Consent. The Final Rule updates various provisions relating to informed consent in the clinical research setting including the following:

  1. To ensure that potential research subjects are informed of the information they need to make an educated decision about whether or not to participate in a research trial, the informed consent form must now contain a concise summary of key information relating to the research (including the purpose(s), risks, benefits, alternatives, and other information required to be addressed in more detail throughout the form) at the beginning of the form.
  2. The Final Rule adds the following four elements to the existing informed consent requirements: (i) whether biospecimens collected as part of the research will be used or distributed for future research; (ii) whether specific technology determined to be capable of generating identifiable information or identifiable biospecimens will be used; (iii) a statement that biospecimens may be used for commercial profit and whether the subject will share in such profit; and (iv) whether clinically relevant research results will be disclosed to subjects.
  3. Under the Final Rule, researchers may obtain a broad consent to store, maintain and use identifiable data or biospecimens. There are various requirements and caveats associated with these provisions, but they afford researchers greater flexibility with respect to informed consent for certain future research. As outlined above, consent is not required to conduct secondary research using non-identifiable biospecimens.
  4. Consent forms for certain federally-funded trials must be posted on a public website (to be created) at any time after the study is closed to recruitment, but no later than 60 days after the last study visit of any study subject.

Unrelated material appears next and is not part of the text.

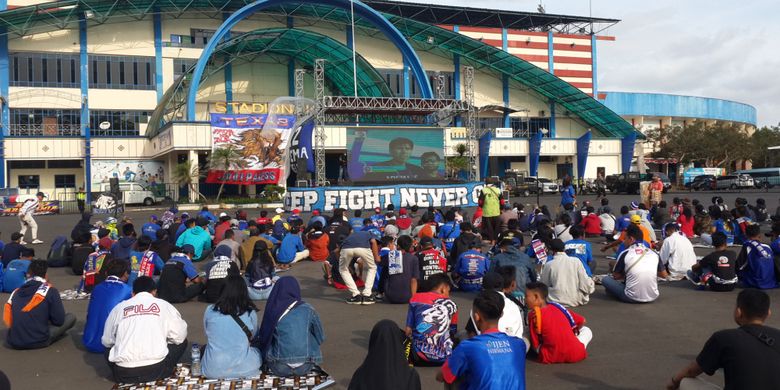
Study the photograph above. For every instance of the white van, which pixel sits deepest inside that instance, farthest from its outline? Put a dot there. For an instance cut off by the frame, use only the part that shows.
(134, 193)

Oversight. The Final Rule makes various changes relating to IRB oversight of human subjects research including the following:

  1. Multi-site research studies ("cooperative studies") must be reviewed by a single IRB unless review by multiple IRBs is required by law. This is a significant change to the Common Rule as it previously existed and, given the practical complexities involved in implementing this change, the effective date for compliance is delayed until January 19, 2020.
  2. The Final Rule relaxes the requirements for IRB oversight in relation to "low-risk" studies in several ways. First, the Final Rule revises and expands the Common Rule's previously existing concept of "exempt" research. Additionally, during the standard of care follow-up and data analysis phases of clinical studies when research subjects are no longer at risk, continued IRB oversight and review is no longer required. Finally, unless otherwise required by the IRB or requested by the researcher, studies under expedited review do not require continued IRB review and oversight.

Compliance

Researchers, institutions and IRBs should ready themselves to comply with the Final Rule as of January 19, 2018. Compliance efforts should include revising policies, procedures and forms, and educating research staff on the new requirements. Clinical studies that have been approved or determined to be exempt prior to January 19, 2018 may continue to operate under the Common Rule as it currently exists, but research institutions may choose to apply the Final Rule to such research through a formal determination with the responsible IRB.

The content of this article is intended to provide a general guide to the subject matter. Specialist advice should be sought about your specific circumstances.